Ramy Shaath, propos prononcés dans une intervention orale le 26 février 2024
La pression criminelle contre les civils palestiniens est la seule réponse des sionistes et de leurs alliés à la pression militaire persistante de la résistance palestinienne et arabe
Depuis la décision de la Cour Internationale de Justice, la situation à Gaza ne cesse de se durcir puisque nous déplorons, depuis le 26 janvier, 3500 martyrs et 5600 blessés, soit une moyenne de 120 martyrs 200 blessés par jour. Quant à l’approvisionnement des denrées alimentaires, il a été réduit de moitié. La famine qui s’abat sur tout Gaza, et davantage dans le nord, menace indiscutablement 700 000 personnes. Depuis la semaine dernière, plus aucun hôpital à Khan Younes n’est en service, et sans doute ne reste-t-il qu’un ou deux centres de santé en fonction. L’armée d’occupation a transféré une partie de ses forces en Cisjordanie, où elles sont dorénavant plus nombreuses qu’à Gaza. Elle reproduit dans les grandes villes, comme Tulkarem, Jénine, Hébron (Al Khalil), Qalqilya, les opérations militaires de destructions.

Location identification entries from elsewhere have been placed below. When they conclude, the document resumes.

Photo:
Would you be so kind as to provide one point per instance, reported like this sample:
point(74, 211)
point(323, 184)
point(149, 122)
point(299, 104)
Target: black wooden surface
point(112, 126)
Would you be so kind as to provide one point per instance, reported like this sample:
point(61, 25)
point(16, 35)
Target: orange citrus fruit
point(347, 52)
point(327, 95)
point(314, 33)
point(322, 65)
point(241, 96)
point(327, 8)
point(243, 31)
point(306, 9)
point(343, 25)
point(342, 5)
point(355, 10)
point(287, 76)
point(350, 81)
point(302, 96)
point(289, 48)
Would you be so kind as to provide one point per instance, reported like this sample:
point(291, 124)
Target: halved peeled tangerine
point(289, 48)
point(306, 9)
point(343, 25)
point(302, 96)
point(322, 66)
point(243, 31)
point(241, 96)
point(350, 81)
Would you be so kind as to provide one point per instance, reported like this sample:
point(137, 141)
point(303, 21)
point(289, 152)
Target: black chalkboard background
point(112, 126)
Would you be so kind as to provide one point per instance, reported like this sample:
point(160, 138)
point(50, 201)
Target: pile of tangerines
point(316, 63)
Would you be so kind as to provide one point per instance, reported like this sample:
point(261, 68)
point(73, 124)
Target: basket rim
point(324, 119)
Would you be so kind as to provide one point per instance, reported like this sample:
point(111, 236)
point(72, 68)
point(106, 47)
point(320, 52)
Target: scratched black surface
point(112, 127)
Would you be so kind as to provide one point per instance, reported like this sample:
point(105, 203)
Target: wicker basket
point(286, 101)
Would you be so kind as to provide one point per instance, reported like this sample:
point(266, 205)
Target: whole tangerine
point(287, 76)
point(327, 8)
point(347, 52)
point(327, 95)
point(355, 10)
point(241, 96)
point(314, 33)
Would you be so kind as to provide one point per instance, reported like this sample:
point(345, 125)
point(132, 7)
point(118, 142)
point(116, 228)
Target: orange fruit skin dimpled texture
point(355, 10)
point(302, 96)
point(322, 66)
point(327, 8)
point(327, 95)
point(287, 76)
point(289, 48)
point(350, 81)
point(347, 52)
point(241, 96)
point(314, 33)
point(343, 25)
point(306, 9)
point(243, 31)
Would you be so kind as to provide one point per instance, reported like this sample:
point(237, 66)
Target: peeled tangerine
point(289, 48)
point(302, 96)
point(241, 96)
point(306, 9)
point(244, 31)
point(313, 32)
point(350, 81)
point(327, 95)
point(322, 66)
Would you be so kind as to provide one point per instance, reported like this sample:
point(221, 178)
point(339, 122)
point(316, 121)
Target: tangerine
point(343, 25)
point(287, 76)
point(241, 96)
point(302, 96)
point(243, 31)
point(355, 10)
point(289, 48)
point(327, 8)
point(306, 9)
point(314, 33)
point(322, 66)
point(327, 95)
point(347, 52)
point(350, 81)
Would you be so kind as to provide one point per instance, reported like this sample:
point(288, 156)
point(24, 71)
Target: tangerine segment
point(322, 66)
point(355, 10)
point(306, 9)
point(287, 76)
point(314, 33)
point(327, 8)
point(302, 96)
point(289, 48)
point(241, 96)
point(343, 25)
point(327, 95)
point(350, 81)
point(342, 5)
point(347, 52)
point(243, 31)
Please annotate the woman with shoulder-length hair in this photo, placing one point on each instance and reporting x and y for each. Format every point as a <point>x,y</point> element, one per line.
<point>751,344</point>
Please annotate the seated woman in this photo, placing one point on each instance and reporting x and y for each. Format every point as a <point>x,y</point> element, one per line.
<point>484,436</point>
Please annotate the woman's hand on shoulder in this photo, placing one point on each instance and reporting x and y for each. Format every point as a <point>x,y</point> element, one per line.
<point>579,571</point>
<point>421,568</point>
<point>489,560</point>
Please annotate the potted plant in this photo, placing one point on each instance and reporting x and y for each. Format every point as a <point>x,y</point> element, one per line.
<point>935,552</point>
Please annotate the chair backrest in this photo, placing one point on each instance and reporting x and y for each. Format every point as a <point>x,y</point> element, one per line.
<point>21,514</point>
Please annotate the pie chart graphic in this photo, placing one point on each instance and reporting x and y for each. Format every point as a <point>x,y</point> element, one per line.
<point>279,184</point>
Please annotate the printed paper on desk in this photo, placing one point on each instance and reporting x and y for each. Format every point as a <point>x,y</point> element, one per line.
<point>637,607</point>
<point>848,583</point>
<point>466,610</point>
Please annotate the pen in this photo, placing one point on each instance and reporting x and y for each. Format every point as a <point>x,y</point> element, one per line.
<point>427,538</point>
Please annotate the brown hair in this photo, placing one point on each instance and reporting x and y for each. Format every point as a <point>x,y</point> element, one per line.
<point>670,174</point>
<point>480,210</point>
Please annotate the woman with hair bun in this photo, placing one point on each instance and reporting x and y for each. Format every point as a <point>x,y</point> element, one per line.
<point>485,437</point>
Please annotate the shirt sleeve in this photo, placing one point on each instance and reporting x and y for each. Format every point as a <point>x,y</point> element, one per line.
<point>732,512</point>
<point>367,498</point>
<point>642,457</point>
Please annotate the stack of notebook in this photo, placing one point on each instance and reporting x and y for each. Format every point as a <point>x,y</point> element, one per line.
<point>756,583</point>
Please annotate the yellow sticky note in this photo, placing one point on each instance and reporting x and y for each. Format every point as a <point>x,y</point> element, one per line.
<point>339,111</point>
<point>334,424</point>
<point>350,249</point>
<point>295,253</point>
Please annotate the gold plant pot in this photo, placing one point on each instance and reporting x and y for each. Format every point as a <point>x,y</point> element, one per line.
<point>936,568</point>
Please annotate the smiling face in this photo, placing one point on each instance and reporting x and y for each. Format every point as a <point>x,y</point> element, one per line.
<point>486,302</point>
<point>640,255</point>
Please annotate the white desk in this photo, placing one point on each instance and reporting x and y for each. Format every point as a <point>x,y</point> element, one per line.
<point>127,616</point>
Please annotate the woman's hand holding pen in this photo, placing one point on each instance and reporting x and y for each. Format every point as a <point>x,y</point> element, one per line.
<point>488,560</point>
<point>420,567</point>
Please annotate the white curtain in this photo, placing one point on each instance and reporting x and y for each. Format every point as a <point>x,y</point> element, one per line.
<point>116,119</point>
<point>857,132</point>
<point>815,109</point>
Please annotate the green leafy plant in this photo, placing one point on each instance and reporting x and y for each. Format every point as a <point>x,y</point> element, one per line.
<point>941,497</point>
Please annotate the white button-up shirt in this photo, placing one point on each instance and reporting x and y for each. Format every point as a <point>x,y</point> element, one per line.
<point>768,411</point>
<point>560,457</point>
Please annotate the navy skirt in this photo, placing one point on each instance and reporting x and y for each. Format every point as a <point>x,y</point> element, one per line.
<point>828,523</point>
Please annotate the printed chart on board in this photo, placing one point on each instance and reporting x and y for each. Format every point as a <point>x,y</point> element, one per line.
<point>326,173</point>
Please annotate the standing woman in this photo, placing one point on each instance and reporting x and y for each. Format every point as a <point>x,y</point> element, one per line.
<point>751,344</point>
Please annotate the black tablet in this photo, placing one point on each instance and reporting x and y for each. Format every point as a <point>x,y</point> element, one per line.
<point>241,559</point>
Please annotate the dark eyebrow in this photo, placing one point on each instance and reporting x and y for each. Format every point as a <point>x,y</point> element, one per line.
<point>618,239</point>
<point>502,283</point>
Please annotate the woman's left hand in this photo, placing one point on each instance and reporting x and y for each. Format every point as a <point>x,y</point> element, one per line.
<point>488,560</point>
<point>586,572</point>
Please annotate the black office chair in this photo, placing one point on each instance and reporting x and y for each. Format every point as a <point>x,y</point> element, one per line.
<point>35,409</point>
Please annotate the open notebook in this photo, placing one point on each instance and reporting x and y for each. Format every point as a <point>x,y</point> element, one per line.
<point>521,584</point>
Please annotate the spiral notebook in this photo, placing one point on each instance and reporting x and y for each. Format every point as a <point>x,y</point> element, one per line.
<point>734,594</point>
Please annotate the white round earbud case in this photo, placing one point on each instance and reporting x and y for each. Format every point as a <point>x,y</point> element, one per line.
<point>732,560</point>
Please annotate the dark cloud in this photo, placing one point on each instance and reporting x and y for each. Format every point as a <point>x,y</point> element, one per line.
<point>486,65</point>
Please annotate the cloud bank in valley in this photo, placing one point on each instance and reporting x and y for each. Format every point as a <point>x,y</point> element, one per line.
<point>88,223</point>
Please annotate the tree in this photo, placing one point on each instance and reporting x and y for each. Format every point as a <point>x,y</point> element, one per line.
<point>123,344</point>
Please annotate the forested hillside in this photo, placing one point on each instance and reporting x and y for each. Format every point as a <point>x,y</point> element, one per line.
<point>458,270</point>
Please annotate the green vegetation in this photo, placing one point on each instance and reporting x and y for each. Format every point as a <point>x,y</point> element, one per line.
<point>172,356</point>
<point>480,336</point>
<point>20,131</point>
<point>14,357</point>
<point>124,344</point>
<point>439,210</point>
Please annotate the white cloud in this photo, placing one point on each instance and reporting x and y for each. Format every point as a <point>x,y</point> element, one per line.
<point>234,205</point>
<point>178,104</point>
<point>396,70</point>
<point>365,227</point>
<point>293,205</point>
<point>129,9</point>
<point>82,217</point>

L’ensemble de cette situation doit être comprise dans son cadre politique plus large, à savoir les négociations pour un accord de trêve, qui se trouve être celui dont les grandes lignes avaient déjà été discutées lors d’une rencontre à Paris le 25 janvier entre les services de renseignements israéliens, étasuniens, français, et égyptiens : cessez-le-feu contre échange de prisonniers en trois fois durant 45 jours, avec comme ratio 1 Israélien contre 3 Palestiniens. Cela aurait conduit à la libération de 500 Palestiniens seulement, sachant qu’il arrive à l’armée d’occupation d’arrêter autant de Palestiniens en une journée. Les termes de l’accord étaient si flous qu’aucune garantie quant à la pérennité du cessez-le-feu n’était assurée au-delà de cette première durée. Lors de cette même rencontre, il a été décidé d’utiliser l’arme de la faim en coupant le financement de l’UNRWA pour forcer la résistance palestinienne à accepter cette proposition. En coordination avec les autres forces de la Résistance, Hamas a effectué une contre-proposition demandant que le cessez-le-feu soit permanent et que le ratio des prisonniers échangés soit de 1 à 30, dont un tiers de prisonniers politiques de longue durée et de personnalités. L’autre revendication figurant dans la contre-proposition porte sur l’entrée quotidienne de 500 camions de marchandises, l’acheminement de 20 000 habitations préfabriquées et 100 000 tentes, ainsi que la remise en fonction des hôpitaux. A quoi s’ajoutent l’arrêt des agressions sur Al Aqsa et celui des tortures et des punitions collectives qui n’ont cessé de se durcir depuis le 7 contre tous les prisonniers.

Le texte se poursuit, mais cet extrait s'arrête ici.